What do you love about this book and when did you first read it?

Dorothy Ellen Palmer:

It’s nearly twenty years since I first read Jane Urquhart’s third novel, Away, published in 1993. Today’s research documents that it earned the Trillium Award, stood as a finalist for the Dublin Literary Award, and reigned on The Globe and Mail’s national bestseller list for 132 weeks, the longest of any Canadian book. But beyond critical and popular acclaim, Away has stayed with me in all the years since for more personal reasons. It offers the same lingering pleasure as when I close my eyes on the coldest day in February and recall the scent of last summer’s roses.

What I loved about this book the first time I read it in 1993 were two things. Firstly, it was an unabashedly Canadian saga, travelling grandly through vast spans of geography and three generations of women’s lives with a literary confidence that theirs was a tale worth telling. Secondly, it was a romance that debunked romance. I read it at a time when my own life was fraught with romantic change, and its over-arcing sense of loss, its tender rendering of the utter fragility of life, of how opportunities missed or taken shape the entirety of our lives is still current today, despite two intervening decades.

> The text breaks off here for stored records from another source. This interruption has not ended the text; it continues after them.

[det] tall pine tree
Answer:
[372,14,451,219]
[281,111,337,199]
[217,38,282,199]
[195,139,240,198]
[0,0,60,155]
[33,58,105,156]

I had the pleasure in my years as a high school teacher to introduce many students to the story of Mary, Esther and Eileen, and like to think that many of that younger generation of readers will remember it for their own reasons, will tie it to the loves and the losses of their own lives, and be remembering it themselves some twenty years hence.


Dorothy Ellen Palmer was conceived in Hurricane Hazel, adopted at three, and taught high school for 23 years before retiring to the real work of writing. When Fenelon Falls (Coach House Press, 2010), set in cottage country in the summer of 1969, is her first novel. She is currently at work on Kerfuffle, the story of a Toronto Improv troupe making sense and nonsense of the G20 of summer 2010. Most recently, she had the pleasure to be the October Writer in Residence at Open Book and to feature in "Bastards and Bullies", an interview in January’s Herizons magazine by Niranjana Iyer, author of the amazing blog, Brown Paper.